Ou seja, não basta o canil público, zoonoses e congêneres ter no local médico-veterinário e/ou zootecnista, é preciso que o estabelecimento esteja registrado no Conselho de classe, e, que além do registro tenha pelo menos um médico-veterinário com anotação de responsabilidade técnica, a fim de assegurar que as eutanásias sejam realizadas respeitando os protocolos da medicina veterinária, para cada espécie animal, nos termos das resoluções 1178/2017 c.c 1.321/2020, ambas do Conselho Federal de Medicina Veterinária.
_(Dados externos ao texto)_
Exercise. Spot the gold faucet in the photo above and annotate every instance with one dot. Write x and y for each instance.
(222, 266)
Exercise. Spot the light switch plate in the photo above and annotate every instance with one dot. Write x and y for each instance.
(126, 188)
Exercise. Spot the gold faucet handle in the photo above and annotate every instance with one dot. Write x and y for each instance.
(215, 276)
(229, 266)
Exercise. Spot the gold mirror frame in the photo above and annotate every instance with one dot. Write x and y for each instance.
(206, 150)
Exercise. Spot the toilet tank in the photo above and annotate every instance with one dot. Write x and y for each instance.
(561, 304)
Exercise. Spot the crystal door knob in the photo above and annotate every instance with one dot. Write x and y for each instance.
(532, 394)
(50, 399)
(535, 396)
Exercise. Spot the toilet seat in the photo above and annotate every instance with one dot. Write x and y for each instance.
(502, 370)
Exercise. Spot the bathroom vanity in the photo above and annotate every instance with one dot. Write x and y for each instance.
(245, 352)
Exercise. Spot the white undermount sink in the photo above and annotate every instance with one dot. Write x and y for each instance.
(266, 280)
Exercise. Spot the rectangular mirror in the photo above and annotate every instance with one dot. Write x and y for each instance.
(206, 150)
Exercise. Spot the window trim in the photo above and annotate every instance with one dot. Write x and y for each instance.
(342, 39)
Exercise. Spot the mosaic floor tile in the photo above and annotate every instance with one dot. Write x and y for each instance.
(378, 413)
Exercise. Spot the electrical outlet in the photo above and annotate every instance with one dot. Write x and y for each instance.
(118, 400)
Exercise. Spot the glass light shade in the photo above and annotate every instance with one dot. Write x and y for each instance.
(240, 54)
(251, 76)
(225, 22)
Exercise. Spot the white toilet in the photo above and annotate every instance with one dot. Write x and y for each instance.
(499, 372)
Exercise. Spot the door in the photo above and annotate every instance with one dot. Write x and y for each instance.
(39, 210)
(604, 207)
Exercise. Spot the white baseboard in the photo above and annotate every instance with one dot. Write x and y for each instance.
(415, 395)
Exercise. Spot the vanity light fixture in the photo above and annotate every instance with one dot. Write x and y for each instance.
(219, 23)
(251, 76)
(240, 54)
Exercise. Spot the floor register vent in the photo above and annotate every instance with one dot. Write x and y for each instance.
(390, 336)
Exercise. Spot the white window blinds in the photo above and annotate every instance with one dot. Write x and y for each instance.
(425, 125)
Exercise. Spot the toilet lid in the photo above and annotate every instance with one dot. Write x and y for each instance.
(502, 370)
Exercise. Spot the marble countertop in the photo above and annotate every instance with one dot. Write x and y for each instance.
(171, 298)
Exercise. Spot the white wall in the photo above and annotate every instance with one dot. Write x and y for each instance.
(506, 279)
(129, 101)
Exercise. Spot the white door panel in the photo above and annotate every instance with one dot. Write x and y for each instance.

Assim podemos considerar que, se eutanásias forem realizadas no canil público, zoonoses e congêneres, sob o manto de que o animal estava acometido por casos males, doenças graves ou enfermidades infectocontagiosas incuráveis que coloquem em risco a saúde humana e a de outros animais, realizadas por médico-veterinário sem a devida anotação de responsabilidade técnica junto ao órgão de classe como determina o Direito Médico-Veterinário, que o considere Responsável Técnico nos termos da legislação, poderá, em tese, ser considerada eutanásia ilegal, passível das penas previstas na lei 9.605/98.
Inconteste que, o Direito Médico-Veterinário está intrínseco na atribuição dos médicos-veterinários que atuam nos canis públicos, zoonoses e congêneres, a fim de resguardar o Direito Animal e a aplicação e efetividade da lei 14.228/21.
Como se vê, considerando que o artigo 3º da lei 14.228/21 assegura que entidades de proteção animal devem ter acesso irrestrito à documentação que comprove a legalidade da eutanásia, importante informá-los de que quando forem verificar a documentação, que também seja solicitado à Administração Pública o comprovante de registro do estabelecimento junto ao Conselho de Medicina Veterinária, bem como, o comprovante da anotação de responsabilidade técnica do profissional que tenha assinado o laudo da eutanásia, a fim de verificar a legalidade da eutanásia do animal, justificada por laudo do responsável técnico.